Raytheon [RTN] is ready for formal government testing in March of its Quick Kill Active Protection System (APS) following the success of its own tests that a company official said shows the system’s maturity and accuracy.

“Raytheon’s APS is based on the same radar technology deployed to perform sense and warn operations at active Forward Operating Bases,” Jeff Miller, vice president of Combat and Sensing Systems for Raytheon’s Network Centric Systems business, told Defense Daily. “It has been extremely successful in providing timely warning against rocket and mortar attacks.”

In theater, the system operates 24/7 with “extremely high accuracy, low false alarm rate,” he said.

Quick Kill consists of a technology readiness level (TRL) 9 multi-mission RF fire-control radar providing detection and track of incoming threats. This combines with TRL 7 level hard kill countermeasures.

“We think APS is clearly at a point where it’s the right answer for whatever emerging vehicle,” Miller said. “The combination of armor and APS is ultimately, we think, the right solution for general vehicle protection.”

APS tests show it can provide a level of protection that allows a significant reduction in the weight of armor going on the vehicle, he said. One of its discriminators is the use of the radars, which provide a hemispherical 360 degree dome of protection over the vehicle. The system countermeasures pop up and shoot down, helping to limit damage, and enables the system to defeat simultaneous, multiple, targets fired from any angle or elevation. The system allows multi-tracking and multi-engagement of enemy fire.  

Quick Kill is part of the Ground Combat Vehicle (GCV) effort, and budget concerns and schedules could potentially delay the program and call into question some of the maturing technologies such as APS and delay its fielding.

It might be reasonable, Miller said, for other program offices to start developing the promising technology and not necessarily be tied to a given contractor on the GCV program.

Following Army acquisition goals, Raytheon is developing the system with commonality in mind, Miller said. The APS could benefit other vehicles, in a way similar to that of Raytheon’s night vision products, found in a variety of vehicles, where the core technology–forward looking infrared–is the same. In a similar way, radars could be integrated into a vehicle such as the GCV or bolted on, say, to a Stryker.  

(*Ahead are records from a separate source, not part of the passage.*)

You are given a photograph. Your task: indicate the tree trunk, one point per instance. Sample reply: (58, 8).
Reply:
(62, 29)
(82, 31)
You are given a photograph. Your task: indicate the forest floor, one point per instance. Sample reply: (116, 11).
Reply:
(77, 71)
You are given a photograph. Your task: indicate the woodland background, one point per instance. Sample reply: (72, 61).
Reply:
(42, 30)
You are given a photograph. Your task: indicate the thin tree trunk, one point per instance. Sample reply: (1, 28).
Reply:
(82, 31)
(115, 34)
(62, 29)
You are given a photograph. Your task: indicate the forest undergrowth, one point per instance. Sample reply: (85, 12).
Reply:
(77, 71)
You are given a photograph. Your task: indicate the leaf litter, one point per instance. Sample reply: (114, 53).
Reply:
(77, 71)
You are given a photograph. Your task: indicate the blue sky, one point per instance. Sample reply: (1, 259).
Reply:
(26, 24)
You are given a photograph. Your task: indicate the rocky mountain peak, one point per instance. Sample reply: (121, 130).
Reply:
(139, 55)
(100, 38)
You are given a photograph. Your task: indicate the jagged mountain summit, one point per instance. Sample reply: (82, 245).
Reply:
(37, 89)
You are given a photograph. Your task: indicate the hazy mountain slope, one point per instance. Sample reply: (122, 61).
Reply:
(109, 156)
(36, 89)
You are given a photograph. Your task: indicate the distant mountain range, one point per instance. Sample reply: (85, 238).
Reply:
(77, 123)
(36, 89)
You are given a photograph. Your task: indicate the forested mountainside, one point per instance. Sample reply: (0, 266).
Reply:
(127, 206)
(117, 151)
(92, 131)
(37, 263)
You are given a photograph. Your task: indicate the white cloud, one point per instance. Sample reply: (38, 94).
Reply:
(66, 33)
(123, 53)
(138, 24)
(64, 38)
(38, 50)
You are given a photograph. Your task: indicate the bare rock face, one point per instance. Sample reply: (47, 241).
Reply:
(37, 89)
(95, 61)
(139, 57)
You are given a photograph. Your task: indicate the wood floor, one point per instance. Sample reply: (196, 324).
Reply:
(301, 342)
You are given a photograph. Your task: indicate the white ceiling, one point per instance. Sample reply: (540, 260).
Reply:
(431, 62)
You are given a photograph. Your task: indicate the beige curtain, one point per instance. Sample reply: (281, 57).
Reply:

The system has evolved over time, including leveraging an earlier Future Combat System program to protect combat vehicles from shoulder-fired and tube-launched Rocket Propelled Grenades (RPGs) (Defense Daily, Oct. 5, 2009).

Much of the maturity has come from refining algorithms, Miller said, allowing the system to defeat a wider range of threats. Future system upgrades would mean changing software rather than hardware.

In December 2012 tests, the Quick Kill APS demonstrated its protective capabilities by successfully defeating an extended set of threats, including one of the most lethal–destroying it in midflight, the company said in a statement.

The tests, conducted by Raytheon, were using Quick Kill against “shorter, faster, more lethal and harder to defeat threats, including defeating the most lethal threat out there now…very effectively,” Miller said.